More recently, IKEA came under fire in the UK for selling products which use cotton and yarn processed by the forced labour of Uyghur people in the Chinese region of Xinjiang.
The company is also yet to sign an International Accord for Health and Safety in the Textile and Garment Sector, which was written up after the 2013 Rana Plaza factory collapse in Bangladesh.
30.000 GDR political prisoners used for forced labour
In 2014, two years after details surfaced about IKEA using forced GDR labour, the furniture company commissioned a report which found that around 30.000 inmates in GDR prisons were forced to produce goods for companies operating in the West.

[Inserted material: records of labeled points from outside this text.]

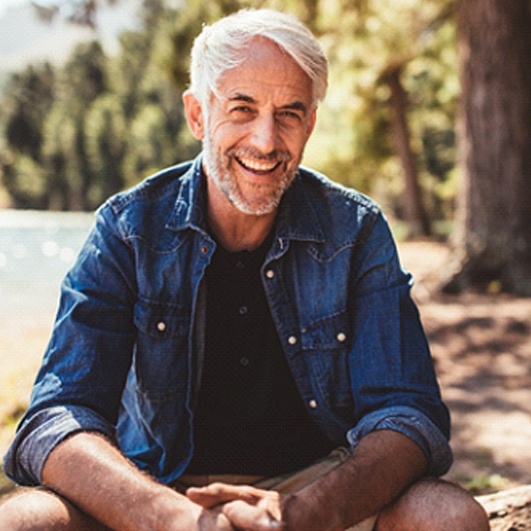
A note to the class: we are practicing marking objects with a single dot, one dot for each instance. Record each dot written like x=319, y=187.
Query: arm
x=91, y=473
x=382, y=466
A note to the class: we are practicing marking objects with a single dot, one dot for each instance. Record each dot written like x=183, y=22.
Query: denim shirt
x=126, y=352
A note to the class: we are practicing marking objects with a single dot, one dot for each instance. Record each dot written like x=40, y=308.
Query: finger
x=217, y=493
x=250, y=517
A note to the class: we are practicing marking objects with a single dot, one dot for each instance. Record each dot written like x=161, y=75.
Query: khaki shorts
x=285, y=484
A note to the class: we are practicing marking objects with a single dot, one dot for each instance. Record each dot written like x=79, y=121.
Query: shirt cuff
x=413, y=424
x=41, y=433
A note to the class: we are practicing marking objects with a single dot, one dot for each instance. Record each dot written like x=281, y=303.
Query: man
x=235, y=319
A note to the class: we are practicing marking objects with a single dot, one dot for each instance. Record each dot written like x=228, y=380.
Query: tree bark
x=492, y=244
x=414, y=211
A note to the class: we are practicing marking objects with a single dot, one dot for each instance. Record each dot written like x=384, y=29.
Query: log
x=508, y=510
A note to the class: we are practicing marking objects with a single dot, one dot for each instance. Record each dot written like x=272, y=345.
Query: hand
x=246, y=507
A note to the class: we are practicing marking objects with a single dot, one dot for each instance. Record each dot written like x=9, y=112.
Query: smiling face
x=257, y=126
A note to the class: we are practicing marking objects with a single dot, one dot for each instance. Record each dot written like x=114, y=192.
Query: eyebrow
x=295, y=106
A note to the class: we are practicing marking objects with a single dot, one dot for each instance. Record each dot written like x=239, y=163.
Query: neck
x=239, y=233
x=235, y=230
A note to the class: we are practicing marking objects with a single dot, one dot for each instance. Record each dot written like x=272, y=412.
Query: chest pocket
x=326, y=346
x=161, y=354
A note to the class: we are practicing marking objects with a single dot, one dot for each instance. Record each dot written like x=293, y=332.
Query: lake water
x=36, y=250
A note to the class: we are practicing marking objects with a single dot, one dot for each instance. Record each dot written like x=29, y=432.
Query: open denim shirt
x=126, y=352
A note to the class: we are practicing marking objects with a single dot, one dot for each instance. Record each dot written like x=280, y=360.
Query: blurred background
x=428, y=112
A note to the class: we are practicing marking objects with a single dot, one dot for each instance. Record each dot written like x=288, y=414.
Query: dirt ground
x=481, y=345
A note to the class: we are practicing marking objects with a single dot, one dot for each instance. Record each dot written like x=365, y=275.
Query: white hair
x=223, y=45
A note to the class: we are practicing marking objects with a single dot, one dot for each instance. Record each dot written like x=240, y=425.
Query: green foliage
x=98, y=124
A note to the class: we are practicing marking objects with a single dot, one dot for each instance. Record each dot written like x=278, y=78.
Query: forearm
x=91, y=473
x=382, y=466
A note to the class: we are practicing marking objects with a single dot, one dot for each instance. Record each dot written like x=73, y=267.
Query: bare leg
x=436, y=505
x=40, y=509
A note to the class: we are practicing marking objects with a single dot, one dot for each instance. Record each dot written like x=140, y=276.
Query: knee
x=39, y=509
x=436, y=505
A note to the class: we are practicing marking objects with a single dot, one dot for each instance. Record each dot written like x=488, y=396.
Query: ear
x=194, y=115
x=311, y=125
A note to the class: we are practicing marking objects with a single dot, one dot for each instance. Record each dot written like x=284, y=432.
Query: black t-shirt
x=250, y=418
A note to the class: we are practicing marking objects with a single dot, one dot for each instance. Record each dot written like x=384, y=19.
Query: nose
x=265, y=134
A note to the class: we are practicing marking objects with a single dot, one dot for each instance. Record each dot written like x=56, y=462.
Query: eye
x=243, y=109
x=290, y=116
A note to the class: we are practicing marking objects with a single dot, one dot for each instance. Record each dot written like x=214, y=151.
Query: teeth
x=255, y=165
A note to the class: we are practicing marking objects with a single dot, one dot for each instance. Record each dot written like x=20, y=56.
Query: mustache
x=275, y=156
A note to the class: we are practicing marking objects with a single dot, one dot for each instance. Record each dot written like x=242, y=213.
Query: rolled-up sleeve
x=413, y=424
x=39, y=434
x=80, y=383
x=391, y=368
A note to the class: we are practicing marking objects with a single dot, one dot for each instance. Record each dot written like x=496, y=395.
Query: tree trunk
x=492, y=245
x=414, y=211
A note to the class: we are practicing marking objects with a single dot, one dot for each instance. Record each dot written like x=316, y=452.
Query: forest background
x=428, y=111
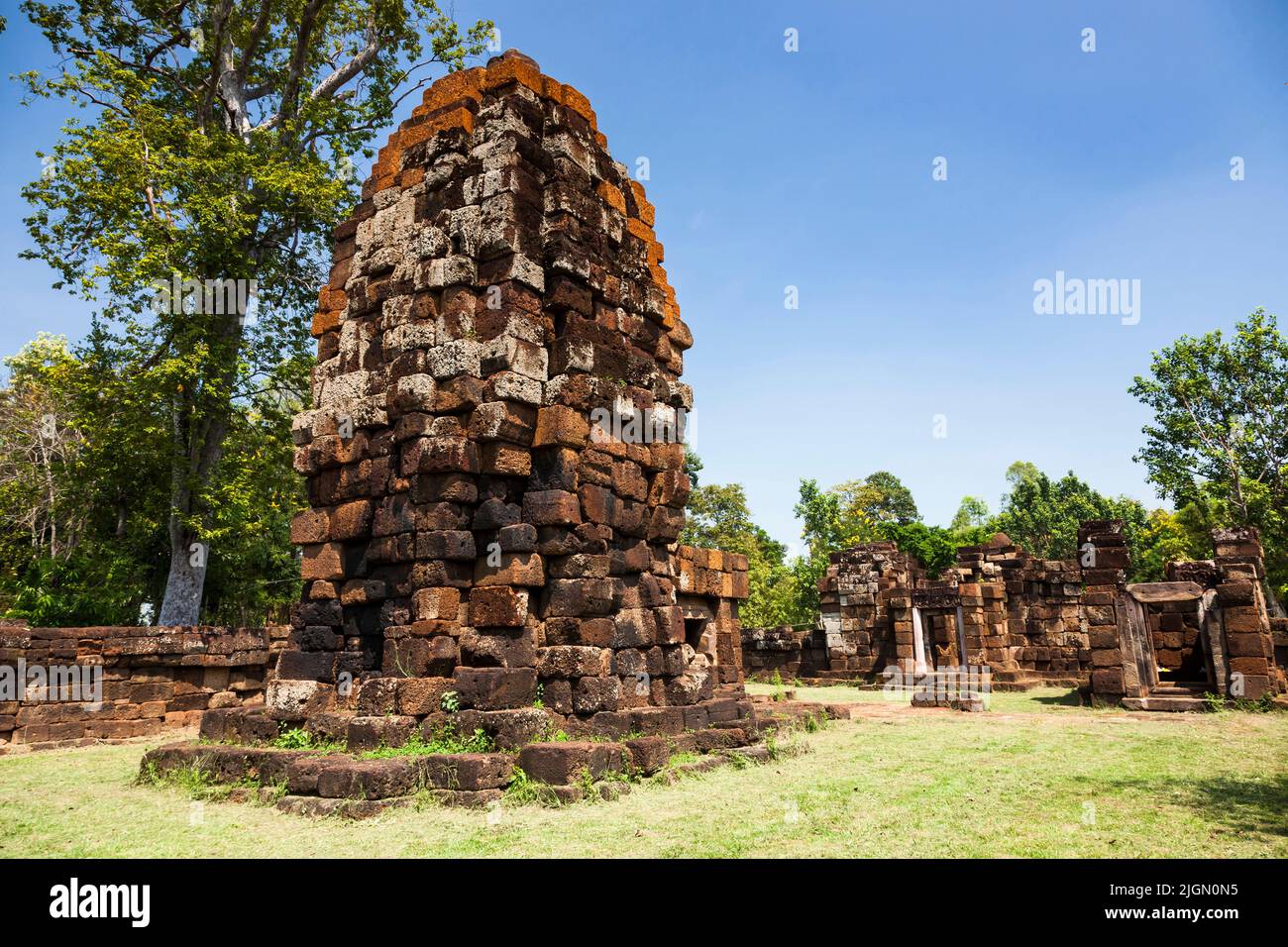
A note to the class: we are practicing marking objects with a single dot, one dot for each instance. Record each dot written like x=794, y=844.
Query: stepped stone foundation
x=494, y=457
x=76, y=685
x=1042, y=622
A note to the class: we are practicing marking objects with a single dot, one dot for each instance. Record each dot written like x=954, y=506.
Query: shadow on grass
x=1067, y=699
x=1243, y=805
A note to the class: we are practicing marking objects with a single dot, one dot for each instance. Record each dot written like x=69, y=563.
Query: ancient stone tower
x=494, y=475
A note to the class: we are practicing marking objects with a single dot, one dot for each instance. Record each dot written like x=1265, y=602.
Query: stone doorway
x=936, y=637
x=1173, y=638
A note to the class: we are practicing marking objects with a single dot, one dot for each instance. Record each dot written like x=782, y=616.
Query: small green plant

Around 170.000 people are thought to have been imprisoned during the GDR’s 40-year lifespan. Political prisoners included people who had criticised the East German state, attempted to leave East Germany without a passport and visa, taken part in strikes or uprisings and certain religious groups such as Jehovah’s Witnesses.
Siemens, Karstadt, Otto, Aldi and Woolworths are among the more than 6.000 West German companies which are said to have benefitted from GDR prisoners’ labour. In his announcement, Kadnar added that IKEA hoped other companies would follow suit and pay reparations.
Prisoners in Germany still produce goods for private companies
While prisoners in Germany are no longer producing goods for IKEA, the German Prisoners’ Union maintains that inmates face economic exploitation.
In many German federal states, prisoners are obliged to work while serving their sentence, the idea being that doing so will aid their return to work once they are released.
According to a report by SPIEGEL, many prisoners in Germany work for private companies. The magazine claims that in prisons in Lower Saxony, around 33 percent of sales are made to entrepreneurial customers, such as car companies or lift manufacturers.
Unlike other working people in Germany, all of whom are entitled to a minimum wage of 12,41 euros per hour, historically there has been no minimum wage for prisoners.
In 2023 this policy was reviewed for the first time in 20 years when two German prisoners won wage dispute cases at the Federal Constitutional Court in Baden-Württemberg.
The court ruled that paying prisoners in the federal republic less than two euros per hour is unconstitutional and that state governments have until June 2025 to implement the new laws.